Controls integration
Associated Boiler Line Equipment Co. (dba ABLE Co.), Milford, Conn., headed by Douglas Zuklie, PE, was responsible for controls integration on the Smith project. ABLE started as a power plant combustion-control service organization nearly 40 years ago and today serves the New England/New York/New Jersey area both as a manufacturer’s representative (Coen, for example) and as an independent control-system integrator.

Zuklie said ABLE’s Lee Stewart was the lead designer for the combustion control (fully metered, cross limited) and burner management systems serving the new fired boiler. He also was responsible for overseeing the design of the HRSG feedwater and SCR controls, balance-of-plant (BOP) control system, and the SCADA (supervisory control and data acquisition) system.

Seven Siemens 353 process automation controllers (Siemens Energy & Automation, Inc., Alpharetta, Ga.) are used for the fired-boiler combustion control system, an Allen Bradley SLC 505 (Rockwell Automation, Inc., Milwaukee) for the burner management system. The 353 controller’s Ethernet and Modbus communications enable it to function as an integral element in a plant control system. The SLC 500 family of small programmable controllers offers multiple processor choices, numerous power supply options and extensive I/O capacity.

The HRSG relies on the Compact-Logix family of programmable logic controllers from Allen Bradley/Rockwell. The AB Logix product line spans a range of options from a cost-effective micro-control solution to high-performance, expandable controllers for evolving application needs.

The BOP PLC, also a Compact-Logix, is used to bring signals into the SCADA that aren’t part of the other packaged control systems.
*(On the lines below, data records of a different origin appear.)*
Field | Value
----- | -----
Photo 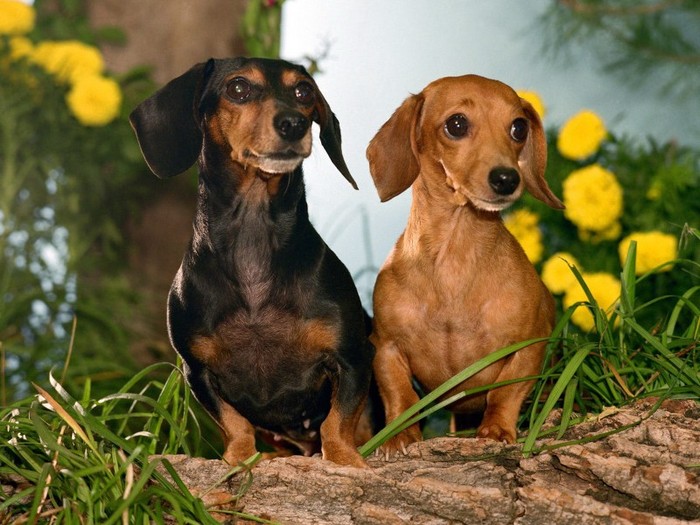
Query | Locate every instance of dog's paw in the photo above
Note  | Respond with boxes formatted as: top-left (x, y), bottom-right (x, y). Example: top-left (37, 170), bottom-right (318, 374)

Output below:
top-left (375, 425), bottom-right (423, 461)
top-left (476, 421), bottom-right (515, 444)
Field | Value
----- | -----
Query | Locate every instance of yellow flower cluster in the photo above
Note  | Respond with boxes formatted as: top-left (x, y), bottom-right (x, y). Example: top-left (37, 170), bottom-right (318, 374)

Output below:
top-left (562, 164), bottom-right (622, 238)
top-left (0, 0), bottom-right (122, 126)
top-left (0, 0), bottom-right (36, 35)
top-left (563, 272), bottom-right (620, 331)
top-left (503, 209), bottom-right (544, 264)
top-left (31, 40), bottom-right (104, 84)
top-left (618, 231), bottom-right (678, 275)
top-left (557, 110), bottom-right (608, 161)
top-left (66, 75), bottom-right (122, 126)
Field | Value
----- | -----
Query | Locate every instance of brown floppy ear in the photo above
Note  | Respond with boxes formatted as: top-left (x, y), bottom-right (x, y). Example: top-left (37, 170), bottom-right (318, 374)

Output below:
top-left (367, 95), bottom-right (423, 202)
top-left (518, 98), bottom-right (564, 210)
top-left (129, 60), bottom-right (214, 178)
top-left (309, 85), bottom-right (357, 189)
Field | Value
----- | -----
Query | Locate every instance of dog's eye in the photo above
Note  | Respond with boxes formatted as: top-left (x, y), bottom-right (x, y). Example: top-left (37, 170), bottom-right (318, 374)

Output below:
top-left (445, 113), bottom-right (469, 139)
top-left (226, 77), bottom-right (253, 102)
top-left (510, 118), bottom-right (528, 142)
top-left (294, 82), bottom-right (316, 105)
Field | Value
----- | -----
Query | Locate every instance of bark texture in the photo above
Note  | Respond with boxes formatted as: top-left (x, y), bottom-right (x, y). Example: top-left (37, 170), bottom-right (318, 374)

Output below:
top-left (168, 400), bottom-right (700, 525)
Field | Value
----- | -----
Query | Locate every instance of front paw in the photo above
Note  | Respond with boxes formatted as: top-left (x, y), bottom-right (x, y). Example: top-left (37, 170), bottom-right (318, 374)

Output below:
top-left (321, 444), bottom-right (369, 468)
top-left (375, 425), bottom-right (423, 461)
top-left (476, 421), bottom-right (515, 444)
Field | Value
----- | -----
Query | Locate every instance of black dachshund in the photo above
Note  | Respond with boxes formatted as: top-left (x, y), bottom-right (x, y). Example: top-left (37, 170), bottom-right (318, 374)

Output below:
top-left (130, 58), bottom-right (374, 467)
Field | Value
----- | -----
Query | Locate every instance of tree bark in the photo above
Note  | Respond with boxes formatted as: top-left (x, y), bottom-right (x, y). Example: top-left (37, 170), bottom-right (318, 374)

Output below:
top-left (163, 400), bottom-right (700, 525)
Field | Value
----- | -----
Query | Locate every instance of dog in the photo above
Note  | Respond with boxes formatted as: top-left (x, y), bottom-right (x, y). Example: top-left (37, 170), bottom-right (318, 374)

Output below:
top-left (130, 57), bottom-right (374, 467)
top-left (367, 75), bottom-right (563, 457)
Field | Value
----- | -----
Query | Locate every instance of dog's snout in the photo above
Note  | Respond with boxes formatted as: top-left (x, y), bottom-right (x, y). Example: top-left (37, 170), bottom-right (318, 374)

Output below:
top-left (489, 168), bottom-right (520, 195)
top-left (274, 111), bottom-right (310, 142)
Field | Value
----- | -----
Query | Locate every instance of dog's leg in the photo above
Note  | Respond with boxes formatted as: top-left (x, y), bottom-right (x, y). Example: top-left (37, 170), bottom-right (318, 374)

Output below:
top-left (321, 367), bottom-right (369, 468)
top-left (476, 343), bottom-right (546, 443)
top-left (218, 401), bottom-right (257, 466)
top-left (373, 338), bottom-right (423, 458)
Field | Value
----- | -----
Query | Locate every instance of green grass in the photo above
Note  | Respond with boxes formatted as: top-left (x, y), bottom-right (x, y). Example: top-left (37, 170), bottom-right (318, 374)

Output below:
top-left (0, 245), bottom-right (700, 524)
top-left (0, 364), bottom-right (262, 525)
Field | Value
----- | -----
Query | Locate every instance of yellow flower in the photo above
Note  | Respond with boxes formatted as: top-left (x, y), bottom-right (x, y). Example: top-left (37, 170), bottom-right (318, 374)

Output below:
top-left (563, 273), bottom-right (620, 331)
top-left (562, 164), bottom-right (622, 235)
top-left (503, 209), bottom-right (544, 264)
top-left (517, 91), bottom-right (547, 119)
top-left (32, 40), bottom-right (104, 83)
top-left (66, 75), bottom-right (122, 126)
top-left (9, 36), bottom-right (34, 61)
top-left (578, 221), bottom-right (622, 244)
top-left (542, 252), bottom-right (581, 293)
top-left (646, 182), bottom-right (661, 201)
top-left (618, 231), bottom-right (678, 275)
top-left (0, 0), bottom-right (36, 35)
top-left (557, 110), bottom-right (608, 160)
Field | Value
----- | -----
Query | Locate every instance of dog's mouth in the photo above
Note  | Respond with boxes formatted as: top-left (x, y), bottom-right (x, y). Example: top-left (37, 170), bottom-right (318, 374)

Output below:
top-left (440, 161), bottom-right (515, 212)
top-left (243, 149), bottom-right (308, 175)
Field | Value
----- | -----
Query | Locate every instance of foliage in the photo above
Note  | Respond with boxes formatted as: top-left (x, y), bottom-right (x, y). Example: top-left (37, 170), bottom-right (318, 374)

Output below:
top-left (504, 91), bottom-right (700, 330)
top-left (0, 0), bottom-right (156, 398)
top-left (360, 243), bottom-right (700, 456)
top-left (241, 0), bottom-right (284, 58)
top-left (542, 0), bottom-right (700, 97)
top-left (0, 364), bottom-right (263, 524)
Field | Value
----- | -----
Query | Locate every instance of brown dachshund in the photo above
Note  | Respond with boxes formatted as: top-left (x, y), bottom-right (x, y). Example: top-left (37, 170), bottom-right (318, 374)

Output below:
top-left (130, 58), bottom-right (374, 467)
top-left (367, 75), bottom-right (563, 455)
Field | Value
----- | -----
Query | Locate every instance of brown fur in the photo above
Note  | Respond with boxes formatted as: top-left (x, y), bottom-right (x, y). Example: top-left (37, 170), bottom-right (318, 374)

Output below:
top-left (367, 75), bottom-right (563, 454)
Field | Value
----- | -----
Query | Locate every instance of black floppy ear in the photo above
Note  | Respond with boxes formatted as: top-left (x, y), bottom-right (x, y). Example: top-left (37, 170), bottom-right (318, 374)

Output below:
top-left (314, 83), bottom-right (357, 189)
top-left (129, 60), bottom-right (214, 178)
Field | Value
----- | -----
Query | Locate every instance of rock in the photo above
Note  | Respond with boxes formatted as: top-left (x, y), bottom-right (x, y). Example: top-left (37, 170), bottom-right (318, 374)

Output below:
top-left (160, 400), bottom-right (700, 525)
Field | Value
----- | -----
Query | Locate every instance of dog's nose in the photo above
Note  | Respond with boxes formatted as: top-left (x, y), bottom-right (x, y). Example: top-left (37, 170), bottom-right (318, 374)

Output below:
top-left (489, 168), bottom-right (520, 195)
top-left (274, 111), bottom-right (310, 142)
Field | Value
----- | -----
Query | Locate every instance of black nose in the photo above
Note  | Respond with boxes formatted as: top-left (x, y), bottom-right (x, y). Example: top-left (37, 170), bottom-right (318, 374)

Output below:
top-left (274, 111), bottom-right (310, 142)
top-left (489, 168), bottom-right (520, 195)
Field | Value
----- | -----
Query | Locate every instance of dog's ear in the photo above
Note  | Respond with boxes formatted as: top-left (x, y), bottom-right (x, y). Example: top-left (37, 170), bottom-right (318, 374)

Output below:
top-left (518, 98), bottom-right (564, 210)
top-left (129, 60), bottom-right (214, 178)
top-left (367, 95), bottom-right (423, 202)
top-left (313, 86), bottom-right (357, 189)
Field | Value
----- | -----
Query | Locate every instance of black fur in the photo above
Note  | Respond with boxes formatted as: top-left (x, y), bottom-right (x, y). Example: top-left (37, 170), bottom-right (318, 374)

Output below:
top-left (130, 58), bottom-right (374, 458)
They include steam-header flows, pump start/stop signals, steam and feedwater flows, and pressures.

The open-architecture SCADA system communicates with the controllers and field devices identified above and provides a central operator interface for plant operations. The SCADA system interfaces with all plant control systems, including those for the new packaged boiler, HRSG, turbine, gas compressor and switchgear, plus those for the existing boilers.

It was developed using Wonderware InTouch software and functions much like distributed control systems (DCS) used in large generating plants. InTouch is said to facilitate plant operations, control and optimization by use of enhanced graphics and the capability to deliver the right information to the right people at the right time. It supports trending and report generation as would a DCS.

Operating experience
Raymond seemed satisfied with the way the new CHP system “handled.” He said the GT was a learning experience for the plant staff, but was running well. The plant has a Solar long-term service agreement (LTSA), and operators certainly will learn more about their engine during scheduled maintenance outages. In-service monitoring of the unit by the OEM is an option for future consideration.

One pearl Raymond offered to others installing their first SCR was to be sure to specify stainless steel throughout the ammonia system – from the storage tank up to and including the spray nozzles. He said Smith had iron pipe from the storage tank to the ammonia skid (figure 6), and until the system was properly flushed, corrosion products periodically plugged some spray nozzles adversely impacting SCR performance.

Wintertime demand now is about 3 MW. At that load, the unfired HRSG delivers about 17,000 lb/hr of steam to the header, and the balance of the thermal requirement is met by the fired boilers; the new Rentech is dispatched first. When electrical demand drops below about 1,400 kW, Smith switches to utility power.

Once the new science building is in full operation, and Carrier’s proposed system optimization retrofits and upgrades are complete, the GT is expected to run year-round except for planned outages.